Happily there was a doctor in our street nearly every day, and if I wished it she would call him up to me. I agreed and the doctor came next morning.

He was a tall, elderly man with cold eyes, compressed lips, and a sour expression, and neither his manner nor his speech gave any hint of a consciousness (which I am sure every true doctor must have) that in coming to a woman in my condition he was entering one of the sacred chambers of human life.

He asked me a few abrupt questions, told me when he would come again, and then spoke about his fee.

"My fee is a guinea and I usually get it in advance," he said, whereupon I went to my drawer, and took out a sovereign and a shilling, not without a certain pang at seeing so much go in a moment after I had been saving so long.

The doctor had dropped the money into his waistcoat pocket with oh! such a casual air, and was turning to go, when my Welsh landlady said:

"Her's not doing herself justice in the matter, of food, doctor."

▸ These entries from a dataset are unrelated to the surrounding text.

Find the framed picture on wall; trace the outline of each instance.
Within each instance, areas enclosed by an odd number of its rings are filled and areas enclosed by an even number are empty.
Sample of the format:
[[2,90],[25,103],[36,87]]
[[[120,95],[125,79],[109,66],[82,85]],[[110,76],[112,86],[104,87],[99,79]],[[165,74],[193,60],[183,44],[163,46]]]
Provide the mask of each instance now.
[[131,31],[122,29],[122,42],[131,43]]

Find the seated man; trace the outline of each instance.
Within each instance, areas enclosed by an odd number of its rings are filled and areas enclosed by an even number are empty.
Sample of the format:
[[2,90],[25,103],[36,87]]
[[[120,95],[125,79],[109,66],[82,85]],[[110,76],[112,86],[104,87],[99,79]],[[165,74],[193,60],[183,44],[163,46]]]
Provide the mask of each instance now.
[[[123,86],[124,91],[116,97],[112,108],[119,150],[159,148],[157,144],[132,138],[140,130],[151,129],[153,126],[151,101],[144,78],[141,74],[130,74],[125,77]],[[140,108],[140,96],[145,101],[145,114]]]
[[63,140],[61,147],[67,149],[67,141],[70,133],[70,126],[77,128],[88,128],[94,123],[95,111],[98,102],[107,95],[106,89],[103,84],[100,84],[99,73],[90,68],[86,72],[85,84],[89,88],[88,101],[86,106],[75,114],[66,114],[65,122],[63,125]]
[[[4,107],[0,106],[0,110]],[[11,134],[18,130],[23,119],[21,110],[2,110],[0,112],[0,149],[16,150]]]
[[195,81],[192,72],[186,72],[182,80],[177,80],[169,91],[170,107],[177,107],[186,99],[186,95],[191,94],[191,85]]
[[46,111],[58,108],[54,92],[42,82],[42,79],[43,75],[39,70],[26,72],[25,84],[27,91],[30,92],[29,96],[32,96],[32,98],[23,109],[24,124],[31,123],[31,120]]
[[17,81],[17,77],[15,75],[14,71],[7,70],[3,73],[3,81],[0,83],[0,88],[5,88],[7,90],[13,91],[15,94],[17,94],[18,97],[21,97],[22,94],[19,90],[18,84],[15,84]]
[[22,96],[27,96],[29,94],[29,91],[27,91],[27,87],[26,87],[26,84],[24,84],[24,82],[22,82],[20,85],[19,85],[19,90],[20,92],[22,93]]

"Why, what do you eat?" asked the doctor, and as well as I could, out of my dry and parched throat, I told him.

"Tut! tut! This will never do," he said. "It's your duty to your child to have better food than that. Something light and nourishing every day, such as poultry, fish, chicken broth, beef-tea, and farinaceous foods generally."

I gasped. 'What was the doctor thinking about?

"Remember," he said, with his finger up, "the health of the child is intimately dependent on the health of the mother. When the mother is in a morbid state it affects the composition of the blood, and does great harm to the health of the offspring, both immediately and in after life. Don't forget now. Good day!"